Access to Speciality Care: What can we learn from 1379 specialists in Ontario?

As a health technology company, we have an exciting opportunity to harness data and improve people’s access to healthcare. This is what every company is ultimately trying to achieve, and data is a terrible thing to waste in this endeavour. Through a series of posts, we hope to show you a little bit more about the data we collect, how we use it, and the impact it can have. In this post, we’ll show you how we update wait times.

 

Wait time data from real referrals

Every couple thousand referrals, we update the wait times, response times, and ConsultLoop score for all the specialists on our directory. How do we do it? Let’s show you.

First, we compile all the referrals made in the last 6 months across our network. For each specialist, we tally how many referrals were requested of them, how many got booked, the average wait time, and how long it takes for them to respond to a referral request. This allows us to report wait 0 (time it takes to book), wait 1 (wait time to be seen), and their response rate.

This latest round saw us collect data on 1379 specialists who received a referral request in ConsultLoop. They spanned ten LHINs, and 36 specialties.

Have a look at this map of the specialists included in this analysis.

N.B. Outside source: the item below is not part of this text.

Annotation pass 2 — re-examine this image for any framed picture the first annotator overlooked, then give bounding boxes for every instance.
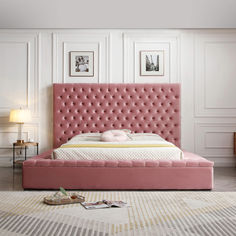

Screenshot 2018-03-24 00.15.14

 

Of these specialists, we had enough data to provide an average wait time and response time for 825 of them. This is the information that is then updated in our specialist directory for referring clinics and their patients to consult when making a referral. This provides an updated and current directory of wait times on top of the descriptions, scope of practice, language and location information that’s already displayed and updated for each specialist. You can imagine the impact on access when we have this insight at the time a referral is being made – in fact, we often hear people hear of what we do and say we’re like the Waze of healthcare.

 

What do wait times look like?

Here is how the wait times break down.

Wait Times to see a specialist (Wait One) in Ontario

Here is the breakdown by response time reported as a decay curve – what percent of referrals are still pending by the number of days since the referral was first requested? It should be noted that these results regarding pending referrals are not generalizable – we follow up with specialists through several touchpoints in ways that a regular clinic is unable to do, so this data is likely better than what an average referring clinic experiences.
Percent of Pending Referrals by Days Since Request

As you can see we have a great many data points allowing for a statistical analysis that could not be done before. We know the average and median wait time by specialty, and which clinics perform best in replying quickly and consistently to referral requests. Our data is based on real referrals being sent through our network. In contrast, the Fraser Report on wait times is based off survey responses and recollection, and its methods have come under scrutiny by us and others. While we cover nearly 2,000 specialists in 36 specialties, Health Quality Ontario and Cancer Care Ontario capture wait times but in siloed surgical specialties. Other commercial e-referral platforms suffer in a similar way in providing a pathway to very few institutions or services.

 

How should this data be harnessed?

The question for our governments, health agencies, policymakers and researchers is how such data can best impact patient care. Can it be used to identify gaps in access, and make the case for more funding where it’s needed? Of course. But perhaps a better question to ask is how such information will be used by family doctors’ and nurse practitioners offices, when the referral is made and the patient is there. How will such centralized, updated and dynamic wait time information be used to provide patients with better access to specialty care? Data can only reach its potential value if put in the right hands, to help inform the right decisions. There is no better way to impact care than to let data influence and inform key health decisions as they happen.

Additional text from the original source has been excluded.